Tonight is the final meeting, this week, for the busy European politicians. They are meeting in Brussels where the new French President Hollande claims he will petition Merkel to approve Euro Bonds and relax her austerity standards. Markets are likely to be extremely sensitive to reports coming from these meetings. European politics remain the driver of the EURUSD pair.
Not every one looks for a bearish outcome to the German Greek impasse. Historian Niall Ferguson had these comments in the London Sunday Times:
"Ferguson's broad view, then, is clear: disintegration is what should be feared and what should be avoided. But look where we stand at the moment. On the one side is a seemingly immovable Germany sticking resolutely to the austerity script. Those countries who borrowed and spent with cheerful southern European abandon when the times were good must now pay the price, Berlin says.

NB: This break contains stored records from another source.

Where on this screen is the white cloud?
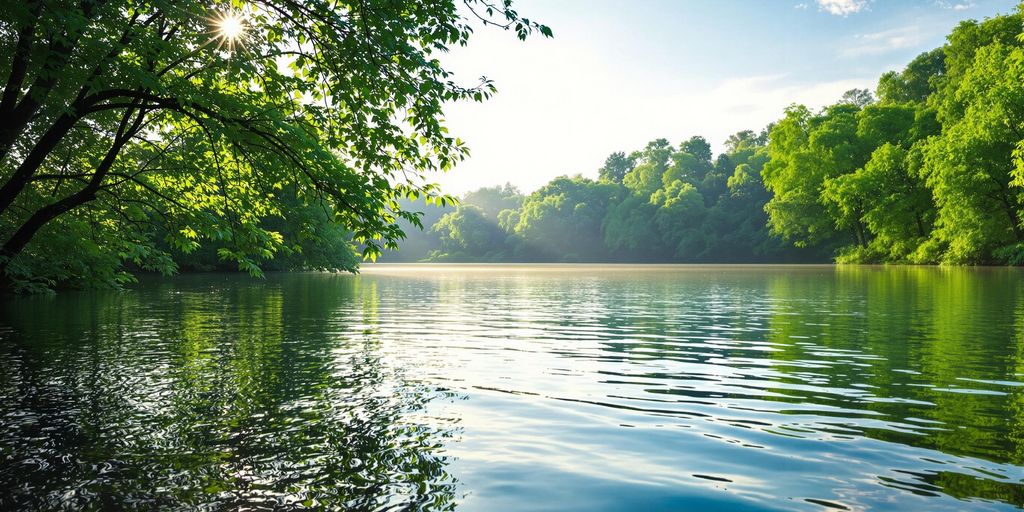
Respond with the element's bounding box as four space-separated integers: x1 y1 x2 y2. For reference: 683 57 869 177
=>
935 0 974 10
440 69 873 194
817 0 867 16
840 26 928 57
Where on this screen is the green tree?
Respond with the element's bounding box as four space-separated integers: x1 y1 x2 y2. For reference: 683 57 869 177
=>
598 152 636 183
0 0 551 283
514 176 622 261
430 205 505 260
462 183 524 222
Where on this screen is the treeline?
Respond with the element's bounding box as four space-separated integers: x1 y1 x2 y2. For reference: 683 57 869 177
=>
385 7 1024 264
384 131 828 263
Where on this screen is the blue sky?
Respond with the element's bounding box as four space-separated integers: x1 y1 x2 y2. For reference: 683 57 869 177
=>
438 0 1018 194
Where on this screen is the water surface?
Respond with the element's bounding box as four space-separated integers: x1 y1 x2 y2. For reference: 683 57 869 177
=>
0 265 1024 511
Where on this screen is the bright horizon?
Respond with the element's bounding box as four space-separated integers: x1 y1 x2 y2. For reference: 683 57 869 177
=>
435 0 1018 196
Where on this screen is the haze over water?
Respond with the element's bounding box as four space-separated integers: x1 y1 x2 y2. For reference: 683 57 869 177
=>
0 265 1024 510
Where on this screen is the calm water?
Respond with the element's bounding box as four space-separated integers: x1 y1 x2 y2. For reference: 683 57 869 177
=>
0 265 1024 511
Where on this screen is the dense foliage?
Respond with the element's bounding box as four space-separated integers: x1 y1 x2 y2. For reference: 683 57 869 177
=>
385 6 1024 264
385 131 828 262
764 8 1024 264
0 0 550 289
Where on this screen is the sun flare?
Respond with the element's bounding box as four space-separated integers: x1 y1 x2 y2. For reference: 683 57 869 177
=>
214 11 246 50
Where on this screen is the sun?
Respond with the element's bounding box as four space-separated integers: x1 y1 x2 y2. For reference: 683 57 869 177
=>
213 11 246 50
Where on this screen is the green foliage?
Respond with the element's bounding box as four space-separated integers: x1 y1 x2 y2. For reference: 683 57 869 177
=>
598 152 636 183
0 0 551 288
765 7 1024 264
388 131 825 262
430 205 505 261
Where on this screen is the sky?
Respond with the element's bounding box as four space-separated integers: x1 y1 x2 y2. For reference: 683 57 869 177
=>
437 0 1018 195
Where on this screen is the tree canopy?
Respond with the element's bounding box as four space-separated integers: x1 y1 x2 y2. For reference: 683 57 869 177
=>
0 0 551 287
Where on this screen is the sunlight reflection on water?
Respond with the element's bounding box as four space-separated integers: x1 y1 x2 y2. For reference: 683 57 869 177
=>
0 265 1024 510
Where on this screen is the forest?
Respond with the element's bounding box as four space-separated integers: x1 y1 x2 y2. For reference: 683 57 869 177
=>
0 0 1024 292
384 12 1024 265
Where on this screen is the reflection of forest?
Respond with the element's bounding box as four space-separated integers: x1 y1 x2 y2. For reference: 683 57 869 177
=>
768 266 1024 506
0 275 455 510
540 266 1024 506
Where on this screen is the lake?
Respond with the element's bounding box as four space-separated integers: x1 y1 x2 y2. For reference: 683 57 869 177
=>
0 264 1024 511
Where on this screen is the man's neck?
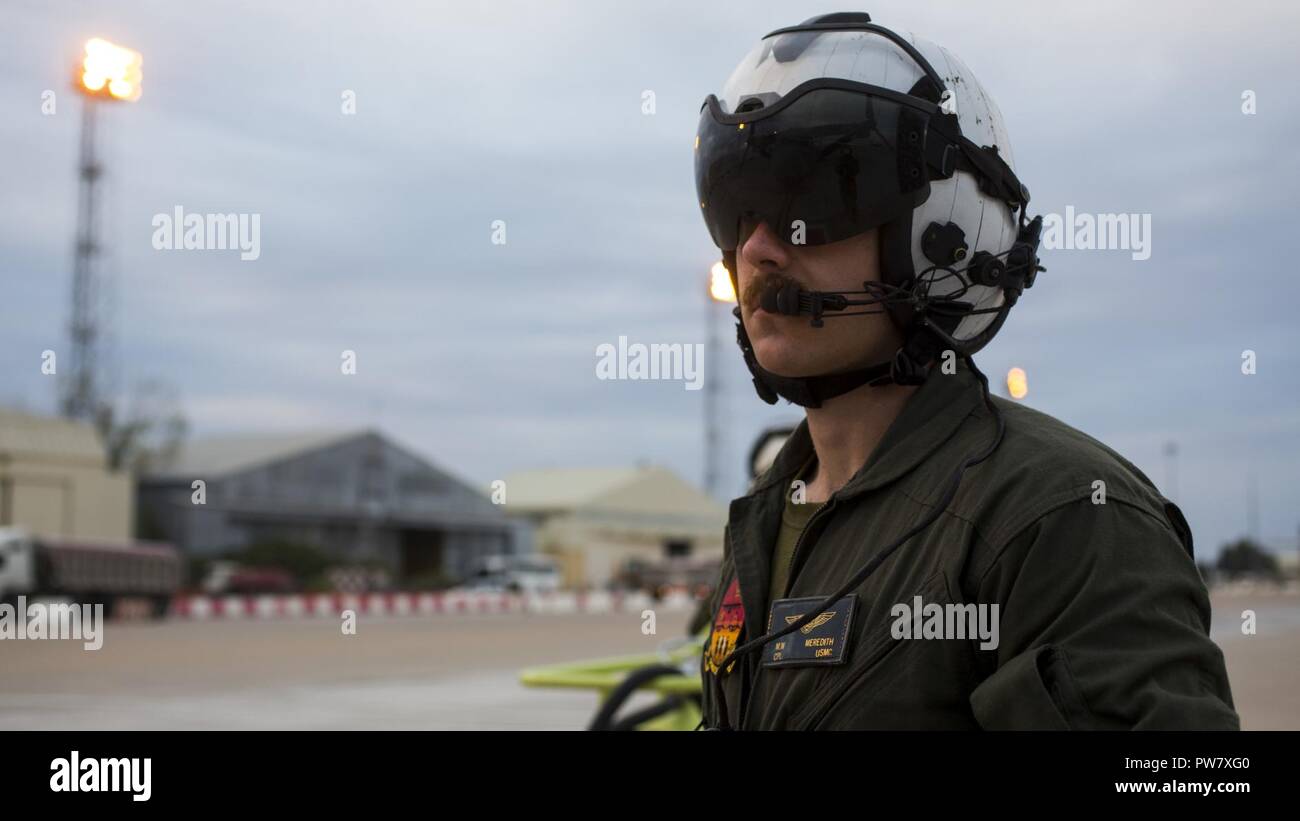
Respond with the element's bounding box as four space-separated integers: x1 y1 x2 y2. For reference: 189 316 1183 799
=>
806 376 918 503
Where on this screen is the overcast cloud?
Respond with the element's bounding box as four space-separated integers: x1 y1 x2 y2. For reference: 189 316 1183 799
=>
0 0 1300 556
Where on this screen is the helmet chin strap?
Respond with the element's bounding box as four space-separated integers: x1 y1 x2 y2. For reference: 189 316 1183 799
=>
723 251 935 408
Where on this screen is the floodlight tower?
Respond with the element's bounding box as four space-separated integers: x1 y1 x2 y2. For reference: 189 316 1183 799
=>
60 38 143 421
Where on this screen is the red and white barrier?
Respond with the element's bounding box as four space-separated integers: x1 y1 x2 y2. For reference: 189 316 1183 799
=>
172 591 694 620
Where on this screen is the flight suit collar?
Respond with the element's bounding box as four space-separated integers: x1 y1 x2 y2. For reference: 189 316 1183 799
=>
728 360 982 639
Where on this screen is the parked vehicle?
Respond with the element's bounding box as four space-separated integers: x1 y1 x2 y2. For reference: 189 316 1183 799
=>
0 527 182 617
462 553 562 592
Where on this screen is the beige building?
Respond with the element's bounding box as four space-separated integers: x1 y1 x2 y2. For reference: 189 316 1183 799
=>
503 466 727 588
0 408 135 542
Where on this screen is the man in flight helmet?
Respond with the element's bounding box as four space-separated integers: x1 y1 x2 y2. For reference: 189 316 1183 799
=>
696 13 1239 729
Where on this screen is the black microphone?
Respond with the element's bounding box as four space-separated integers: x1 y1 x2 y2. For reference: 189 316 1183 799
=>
759 282 857 327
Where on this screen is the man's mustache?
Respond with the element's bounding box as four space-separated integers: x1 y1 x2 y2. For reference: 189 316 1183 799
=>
741 272 807 313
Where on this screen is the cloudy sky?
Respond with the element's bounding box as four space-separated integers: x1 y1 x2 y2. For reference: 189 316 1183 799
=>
0 0 1300 556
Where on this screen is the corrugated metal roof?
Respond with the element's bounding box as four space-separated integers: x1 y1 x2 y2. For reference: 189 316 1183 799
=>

"It is still possible that the game of chicken between Athens and Berlin ends with the two cars colliding," Ferguson says. "But my sense is that both will swerve at the last minute - the Greeks because they see the costs of exit would be catastrophic for them, and the Germans because - if they don't realise it already, they pretty soon will - the banking crisis that this would unleash as deposits fled the periphery would be highly destabilising for the whole eurozone, Germany included.
"The Greeks say, 'We're not going to comply with our commitments'. The Germans say, 'Then you're out'. They're both bluffing." And so, he argues, Germany - through gritted teeth - will have to concede that Europe as a whole must stand behind the debts of individual nations. Welcome to the era of the eurobond."
The European debt mess continues to evolve, and perhaps there is a lot more to the down side, but the trade is lined up very short. A bullish surprise might jolt the market.